While there is ongoing debate about whether AI can truly become universally popular, it is undeniable that during this Spring Festival, major companies invested heavily in a large-scale mental education campaign, expanding their user base beyond those who previously downloaded native AI apps. More age groups are entering the scene. According to Qianwen officials, “Qianwen help me” can be completed in just two or three dialogue rounds, half the steps of traditional point-and-click ordering, making it convenient for over 4 million users over 60 to place orders with just one sentence.

Zhang Yi also mentioned that the large-scale entry of lower-tier markets and the silver-haired demographic indicates that AI is no longer a niche technology. The value of the Spring Festival lies in transforming AI from a novelty into a practical tool, with scenario-based habits directly integrated into daily life. Future penetration into work, life, and consumption is inevitable. The Spring Festival is not just a short-term spike but a historic shift in user habits.

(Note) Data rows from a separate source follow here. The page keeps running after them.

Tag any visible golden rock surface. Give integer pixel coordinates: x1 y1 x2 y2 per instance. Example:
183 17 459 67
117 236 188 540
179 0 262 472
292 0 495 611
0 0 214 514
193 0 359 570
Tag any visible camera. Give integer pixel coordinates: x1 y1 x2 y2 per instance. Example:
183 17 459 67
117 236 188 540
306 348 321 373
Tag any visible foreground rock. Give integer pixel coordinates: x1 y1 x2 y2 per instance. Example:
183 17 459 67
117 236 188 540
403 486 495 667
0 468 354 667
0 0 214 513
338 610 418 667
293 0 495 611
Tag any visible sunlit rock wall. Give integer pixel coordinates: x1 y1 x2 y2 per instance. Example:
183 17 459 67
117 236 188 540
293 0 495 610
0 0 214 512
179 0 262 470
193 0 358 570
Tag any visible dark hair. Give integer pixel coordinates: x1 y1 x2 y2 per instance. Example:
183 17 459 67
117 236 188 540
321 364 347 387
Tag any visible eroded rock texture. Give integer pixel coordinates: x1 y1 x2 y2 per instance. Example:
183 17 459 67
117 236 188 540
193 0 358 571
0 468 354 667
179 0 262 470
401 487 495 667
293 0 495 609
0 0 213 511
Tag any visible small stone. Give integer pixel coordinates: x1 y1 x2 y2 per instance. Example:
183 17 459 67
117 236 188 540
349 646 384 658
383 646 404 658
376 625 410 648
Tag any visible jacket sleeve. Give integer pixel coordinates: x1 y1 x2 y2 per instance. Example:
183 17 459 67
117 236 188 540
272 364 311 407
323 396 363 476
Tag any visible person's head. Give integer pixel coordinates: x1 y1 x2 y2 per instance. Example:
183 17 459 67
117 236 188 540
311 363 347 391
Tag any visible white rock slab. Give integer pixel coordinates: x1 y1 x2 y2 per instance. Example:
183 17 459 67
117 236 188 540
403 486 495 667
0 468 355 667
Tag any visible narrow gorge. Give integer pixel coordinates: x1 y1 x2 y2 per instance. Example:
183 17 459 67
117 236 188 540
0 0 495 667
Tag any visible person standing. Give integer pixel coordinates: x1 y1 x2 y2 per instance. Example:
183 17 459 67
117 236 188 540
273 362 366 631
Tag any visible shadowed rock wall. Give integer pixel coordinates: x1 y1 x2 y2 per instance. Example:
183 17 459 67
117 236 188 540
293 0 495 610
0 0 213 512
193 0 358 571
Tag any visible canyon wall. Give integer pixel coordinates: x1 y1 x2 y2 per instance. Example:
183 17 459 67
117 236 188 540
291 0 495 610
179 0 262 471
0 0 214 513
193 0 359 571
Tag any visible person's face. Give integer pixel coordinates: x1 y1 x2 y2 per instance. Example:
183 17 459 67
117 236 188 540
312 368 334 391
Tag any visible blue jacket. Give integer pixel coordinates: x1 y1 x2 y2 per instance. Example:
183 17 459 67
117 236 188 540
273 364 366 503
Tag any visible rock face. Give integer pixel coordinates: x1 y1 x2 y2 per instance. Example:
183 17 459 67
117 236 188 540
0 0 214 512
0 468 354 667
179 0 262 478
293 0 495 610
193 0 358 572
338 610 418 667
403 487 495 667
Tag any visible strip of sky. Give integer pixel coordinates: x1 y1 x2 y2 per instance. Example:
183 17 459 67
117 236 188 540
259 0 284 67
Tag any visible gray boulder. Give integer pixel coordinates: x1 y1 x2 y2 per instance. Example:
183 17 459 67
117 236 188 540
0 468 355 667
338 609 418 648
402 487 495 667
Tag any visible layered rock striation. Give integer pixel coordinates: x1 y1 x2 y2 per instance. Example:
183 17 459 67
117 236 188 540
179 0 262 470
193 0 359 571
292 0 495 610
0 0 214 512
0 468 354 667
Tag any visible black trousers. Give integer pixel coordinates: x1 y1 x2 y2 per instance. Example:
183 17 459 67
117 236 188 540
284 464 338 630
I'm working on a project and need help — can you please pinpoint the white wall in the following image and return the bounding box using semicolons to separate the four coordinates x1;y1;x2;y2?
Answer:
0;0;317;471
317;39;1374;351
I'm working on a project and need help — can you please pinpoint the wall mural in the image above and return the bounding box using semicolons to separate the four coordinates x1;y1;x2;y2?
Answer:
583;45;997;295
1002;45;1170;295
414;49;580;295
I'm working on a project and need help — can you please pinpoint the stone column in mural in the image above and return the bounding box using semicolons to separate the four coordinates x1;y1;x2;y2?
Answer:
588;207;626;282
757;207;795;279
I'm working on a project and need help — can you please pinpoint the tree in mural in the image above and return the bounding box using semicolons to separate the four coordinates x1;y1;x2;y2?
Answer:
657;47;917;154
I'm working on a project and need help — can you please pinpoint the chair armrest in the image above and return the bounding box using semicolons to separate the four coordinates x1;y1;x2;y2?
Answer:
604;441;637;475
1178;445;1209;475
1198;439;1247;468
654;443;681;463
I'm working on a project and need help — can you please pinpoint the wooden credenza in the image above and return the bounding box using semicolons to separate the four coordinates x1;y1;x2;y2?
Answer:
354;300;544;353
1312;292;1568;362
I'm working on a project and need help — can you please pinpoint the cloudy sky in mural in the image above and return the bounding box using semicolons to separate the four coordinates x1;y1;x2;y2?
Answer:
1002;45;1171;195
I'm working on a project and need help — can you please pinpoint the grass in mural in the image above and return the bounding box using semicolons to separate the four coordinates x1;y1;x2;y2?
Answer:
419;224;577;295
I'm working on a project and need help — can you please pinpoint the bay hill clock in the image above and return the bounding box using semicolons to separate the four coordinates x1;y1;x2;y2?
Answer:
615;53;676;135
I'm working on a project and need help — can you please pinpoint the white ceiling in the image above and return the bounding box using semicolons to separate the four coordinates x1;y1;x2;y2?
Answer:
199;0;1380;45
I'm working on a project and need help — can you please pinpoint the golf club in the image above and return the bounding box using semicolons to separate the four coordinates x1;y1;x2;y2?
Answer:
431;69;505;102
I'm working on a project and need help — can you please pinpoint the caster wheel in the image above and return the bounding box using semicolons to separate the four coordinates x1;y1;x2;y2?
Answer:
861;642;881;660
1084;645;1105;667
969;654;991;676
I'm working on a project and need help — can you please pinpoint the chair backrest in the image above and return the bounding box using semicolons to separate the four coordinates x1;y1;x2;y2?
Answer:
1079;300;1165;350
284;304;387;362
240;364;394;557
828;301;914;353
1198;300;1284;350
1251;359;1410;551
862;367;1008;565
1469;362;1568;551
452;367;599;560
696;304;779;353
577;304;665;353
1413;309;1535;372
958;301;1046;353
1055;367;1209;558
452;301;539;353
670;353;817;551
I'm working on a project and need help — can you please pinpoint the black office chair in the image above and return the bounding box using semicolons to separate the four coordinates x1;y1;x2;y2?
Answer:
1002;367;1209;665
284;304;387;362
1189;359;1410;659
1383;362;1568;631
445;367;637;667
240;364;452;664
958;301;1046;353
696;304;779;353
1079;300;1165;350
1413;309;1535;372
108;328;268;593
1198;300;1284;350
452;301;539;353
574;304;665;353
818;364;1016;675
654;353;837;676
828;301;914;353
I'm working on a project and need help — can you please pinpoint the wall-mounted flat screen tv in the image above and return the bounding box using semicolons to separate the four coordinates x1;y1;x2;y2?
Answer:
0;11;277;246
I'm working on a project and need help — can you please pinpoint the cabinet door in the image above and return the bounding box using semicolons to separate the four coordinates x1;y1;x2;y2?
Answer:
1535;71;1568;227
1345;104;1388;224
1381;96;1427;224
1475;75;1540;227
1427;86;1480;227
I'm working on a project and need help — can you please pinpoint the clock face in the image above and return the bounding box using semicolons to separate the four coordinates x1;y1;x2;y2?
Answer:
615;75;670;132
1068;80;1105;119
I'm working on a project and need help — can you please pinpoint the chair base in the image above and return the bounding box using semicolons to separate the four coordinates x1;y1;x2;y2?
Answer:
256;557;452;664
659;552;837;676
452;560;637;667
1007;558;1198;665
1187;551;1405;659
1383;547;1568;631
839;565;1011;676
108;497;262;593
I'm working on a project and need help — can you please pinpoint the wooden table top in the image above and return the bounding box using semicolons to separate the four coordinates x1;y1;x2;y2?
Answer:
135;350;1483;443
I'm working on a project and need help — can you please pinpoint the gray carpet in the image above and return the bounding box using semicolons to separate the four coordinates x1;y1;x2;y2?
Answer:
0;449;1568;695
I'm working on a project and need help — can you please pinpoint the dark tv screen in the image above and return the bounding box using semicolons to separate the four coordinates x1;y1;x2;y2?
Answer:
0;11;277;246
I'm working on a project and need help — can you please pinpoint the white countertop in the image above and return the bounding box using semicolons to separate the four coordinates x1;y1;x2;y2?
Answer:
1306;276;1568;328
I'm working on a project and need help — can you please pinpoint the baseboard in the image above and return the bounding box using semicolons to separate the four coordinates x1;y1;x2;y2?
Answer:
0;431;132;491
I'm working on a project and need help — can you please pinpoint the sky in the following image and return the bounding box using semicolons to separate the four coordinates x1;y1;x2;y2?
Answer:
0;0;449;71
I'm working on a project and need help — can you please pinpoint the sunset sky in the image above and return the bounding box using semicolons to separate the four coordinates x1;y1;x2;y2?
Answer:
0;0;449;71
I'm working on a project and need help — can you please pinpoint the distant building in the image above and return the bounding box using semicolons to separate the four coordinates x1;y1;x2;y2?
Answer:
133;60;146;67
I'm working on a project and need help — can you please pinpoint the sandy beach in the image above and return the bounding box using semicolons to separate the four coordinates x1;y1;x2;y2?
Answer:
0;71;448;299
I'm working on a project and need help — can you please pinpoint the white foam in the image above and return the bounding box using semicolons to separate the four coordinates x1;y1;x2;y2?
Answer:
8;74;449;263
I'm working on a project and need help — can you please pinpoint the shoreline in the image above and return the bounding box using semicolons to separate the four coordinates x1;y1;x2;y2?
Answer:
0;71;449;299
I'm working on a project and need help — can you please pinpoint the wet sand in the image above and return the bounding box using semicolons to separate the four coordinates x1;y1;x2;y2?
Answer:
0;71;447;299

However, behind the lively traffic frenzy, core industry issues are also exposed.

Zhang Yi pointed out that the Spring Festival AI war revealed several problems: “First, there is a heavy reliance on subsidies, and active users without subsidies still need verification; second, AI has become usable but is not yet friendly or smooth enough, and capabilities in complex scenarios are still lacking; third, costs are high, compliance is a pressure, and profitability still requires burning money.”

Additionally, the reporter found that on New Year’s Eve, Doubao temporarily suspended red envelope withdrawals and shut down high-computation video call functions to ensure the stability of core services during peak traffic. In the future, whether AI industry computing power supply can match large-scale civilian demand, and how well computing power can withstand pressure in universal scenarios, are ongoing challenges on the road to AI popularization.

At the same time, talent competition is also intensifying. Maimai reported on February 24 that since 2026, new AI-related job postings on the platform have increased 14-fold year-over-year, with Doubao offering a 1.28 million yuan annual salary for “large model application architecture experts.” The shortage of high-end AI talent has become a second battleground for companies.

Although the Spring Festival has passed, the competition among internet giants is far from over. The fierce battles early in 2026 are just the beginning.

Looking ahead, Zhang Yi said that for the consumer side, product innovation, necessity, retention, and daily penetration are key. For the enterprise side, focus remains on commercialization and service capabilities. “The era of hundreds of models is probably over, and the era of oligarchs is beginning. The user acquisition battle is over, but the value battle is just starting.”